Preliminary inquiries revealed that the TNPSC officials allegedly failed to allow the authorized authorities to look into the specific allegation of corruption into the matter of recruitment of specific ineligible candidates of motor vehicle inspectors grade-II (vacancies for the years 2006-2008).
The TNPSC officials also prevented the secretary of Tamil Nadu Public Service Commission, an IAS officer discharging his official duties when he wanted to ensure that there is no scope for corruption in recruitment of Group-I.
After we registered a case, police teams led by a deputy superintendent of police, DV&AC approached the TNPSC officials and sought to provide some documents. But they failed to furnish them.
Searches are being conducted at the residences of the Chairman and Members of the Tamil Nadu Public Service Commission and office of TNPSC.
DV&AC senior officials refused to divulge further information about the raids.
Oct 16, 2011:
The vigilance raids conducted on the offices and residences of the chairman of the Tamil Nadu Public Service Commission (TNPSC), R Sellamuthu, and 13 members of the commission have yielded evidence to indicate that the recently held selection process for group I service (deputy collector, deputy superintendent of police etc.) officers was fixed. The directorate of vigilance and anti-corruption (DVAC) is now probing all TNPSC selections undertaken between 2006 and 2011.
A DVAC official said, “We seized several copies of unsigned selection list of group I service officers from the residences of many members. There is no reason why such confidential documents should be in their houses.
Moreover, they were not signed, which means the members used the selection list for bargaining and collecting money from the candidates. The final list was released much later. Against the roll numbers of the shortlisted candidates, the members had made some jottings using pencil and pen. There were also many diary jottings. We seized recommendation letters, photocopies of some answer sheets and hall tickets of candidates. We have gathered names of some touts engaged by the members. Investigation is on.”

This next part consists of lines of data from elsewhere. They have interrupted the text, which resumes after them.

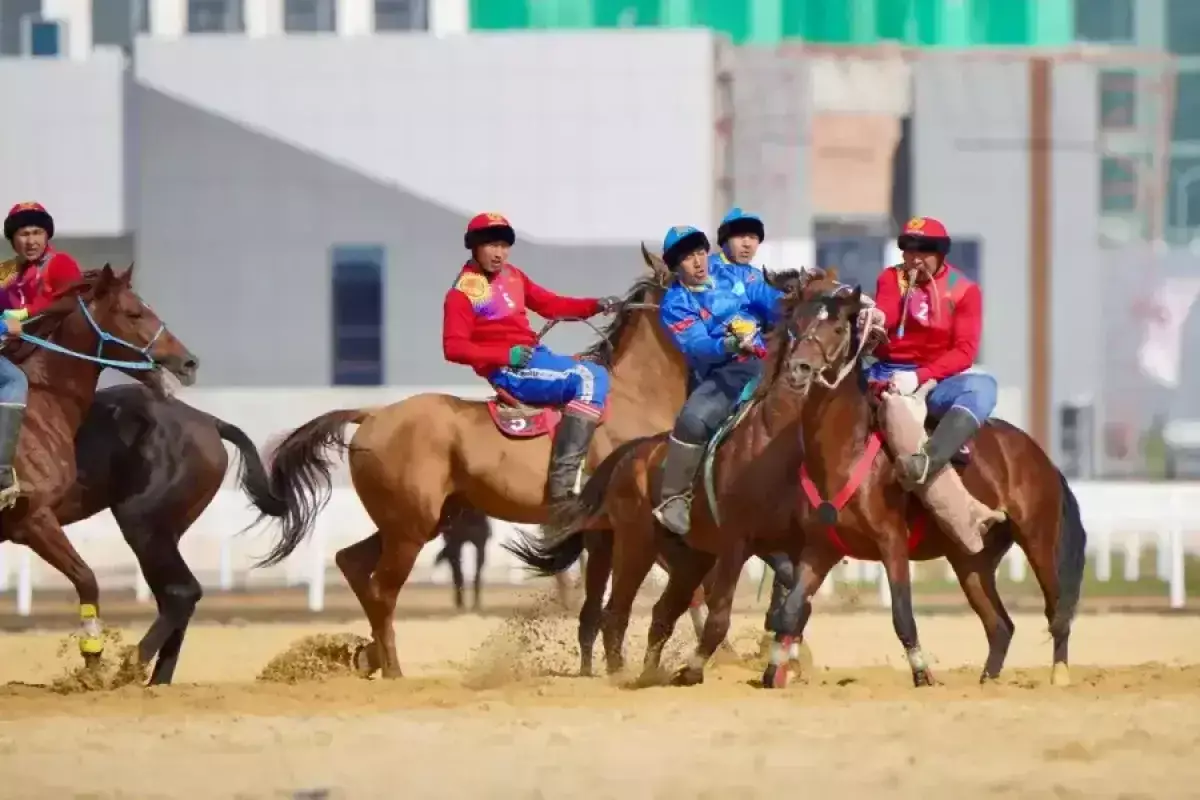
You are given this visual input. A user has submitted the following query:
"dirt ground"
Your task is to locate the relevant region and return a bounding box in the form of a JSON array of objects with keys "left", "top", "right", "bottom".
[{"left": 0, "top": 587, "right": 1200, "bottom": 800}]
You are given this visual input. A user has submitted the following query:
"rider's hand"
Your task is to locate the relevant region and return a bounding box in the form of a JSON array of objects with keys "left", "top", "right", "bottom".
[
  {"left": 509, "top": 344, "right": 533, "bottom": 369},
  {"left": 888, "top": 369, "right": 919, "bottom": 395}
]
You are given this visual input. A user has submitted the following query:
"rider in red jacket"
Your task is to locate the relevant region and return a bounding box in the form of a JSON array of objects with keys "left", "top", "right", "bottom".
[{"left": 442, "top": 213, "right": 620, "bottom": 525}]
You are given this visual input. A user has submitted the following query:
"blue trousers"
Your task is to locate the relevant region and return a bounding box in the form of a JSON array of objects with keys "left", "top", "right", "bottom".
[
  {"left": 491, "top": 347, "right": 611, "bottom": 416},
  {"left": 672, "top": 359, "right": 762, "bottom": 445},
  {"left": 0, "top": 355, "right": 29, "bottom": 405},
  {"left": 866, "top": 361, "right": 1000, "bottom": 422}
]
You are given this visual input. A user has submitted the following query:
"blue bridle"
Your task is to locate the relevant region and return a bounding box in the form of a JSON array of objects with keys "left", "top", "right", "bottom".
[{"left": 20, "top": 297, "right": 167, "bottom": 369}]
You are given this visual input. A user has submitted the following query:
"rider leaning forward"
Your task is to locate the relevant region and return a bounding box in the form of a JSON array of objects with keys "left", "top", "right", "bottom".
[
  {"left": 442, "top": 213, "right": 620, "bottom": 525},
  {"left": 0, "top": 203, "right": 83, "bottom": 509},
  {"left": 654, "top": 209, "right": 781, "bottom": 536}
]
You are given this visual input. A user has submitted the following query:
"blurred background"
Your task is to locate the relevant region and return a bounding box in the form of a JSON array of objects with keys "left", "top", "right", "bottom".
[{"left": 0, "top": 0, "right": 1200, "bottom": 618}]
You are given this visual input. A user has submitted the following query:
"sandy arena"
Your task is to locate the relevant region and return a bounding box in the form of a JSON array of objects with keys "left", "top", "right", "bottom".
[{"left": 0, "top": 585, "right": 1200, "bottom": 800}]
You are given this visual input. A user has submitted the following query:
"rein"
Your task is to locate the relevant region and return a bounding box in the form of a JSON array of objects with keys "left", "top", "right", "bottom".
[{"left": 12, "top": 297, "right": 167, "bottom": 371}]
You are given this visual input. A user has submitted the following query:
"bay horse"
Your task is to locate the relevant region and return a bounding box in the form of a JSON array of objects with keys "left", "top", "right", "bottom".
[
  {"left": 68, "top": 383, "right": 284, "bottom": 685},
  {"left": 0, "top": 264, "right": 199, "bottom": 666},
  {"left": 259, "top": 246, "right": 688, "bottom": 678},
  {"left": 505, "top": 269, "right": 841, "bottom": 682}
]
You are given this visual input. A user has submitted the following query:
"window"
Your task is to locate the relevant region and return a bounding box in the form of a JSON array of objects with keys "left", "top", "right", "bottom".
[
  {"left": 1166, "top": 0, "right": 1200, "bottom": 55},
  {"left": 1171, "top": 71, "right": 1200, "bottom": 142},
  {"left": 332, "top": 246, "right": 384, "bottom": 386},
  {"left": 1075, "top": 0, "right": 1128, "bottom": 44},
  {"left": 374, "top": 0, "right": 430, "bottom": 31},
  {"left": 283, "top": 0, "right": 337, "bottom": 34},
  {"left": 187, "top": 0, "right": 243, "bottom": 34},
  {"left": 1100, "top": 156, "right": 1138, "bottom": 213},
  {"left": 1099, "top": 70, "right": 1138, "bottom": 131}
]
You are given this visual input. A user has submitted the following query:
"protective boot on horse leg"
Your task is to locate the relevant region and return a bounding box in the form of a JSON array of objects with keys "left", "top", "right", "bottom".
[{"left": 654, "top": 221, "right": 781, "bottom": 536}]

The issue surfaced in June 2011, just before the group I results were released. As per a report submitted by TNPSC member-secretary T Udhayachandran to the government, the commission members asked him to provide them advance copies of the group I service selection list. When he refused, Sellamuthu sent circulars to the commission staff to bypass the secretary and deal with the members directly, the report said.
Since the employees are appointed by the commission and not by the government, the members could successfully sideline Udhayachandran. Suspecting something fishy, the secretary instructed his subordinates to produce original answer sheets of some ‘selected’ candidates for verification. They ignored him.
Meanwhile, the government received some petitions alleging that the motor vehicle inspectors’ selection held in 2010 was also fixed. Six of the selected candidates were ineligible for the post, the petitions said. The government forwarded it to the DVAC for probe.
The official said, “When we sought details from the TNPSC about the selection of motor vehicle inspectors, the chairman refused to cooperate saying the commission was outside the purview of the DVAC. He cited two government orders (GOs) passed in 1996 and 2001 to justify his stand.”
The state government got into action immediately and amended the earlier GOs and brought the TNPSC under DVAC’s purview. The TNPSC members had fixed selection of group II officers, assistant dental surgeons, assistant engineers and village administrative officers too. Touts collected money on behalf of the members for some promotions also, said the official.
In the raids conducted on Sellamuthu’s house, officials stumbled upon a copy of the GO allotting a housing board plot to his daughter under the government discretionary quota during his tenure as housing secretary.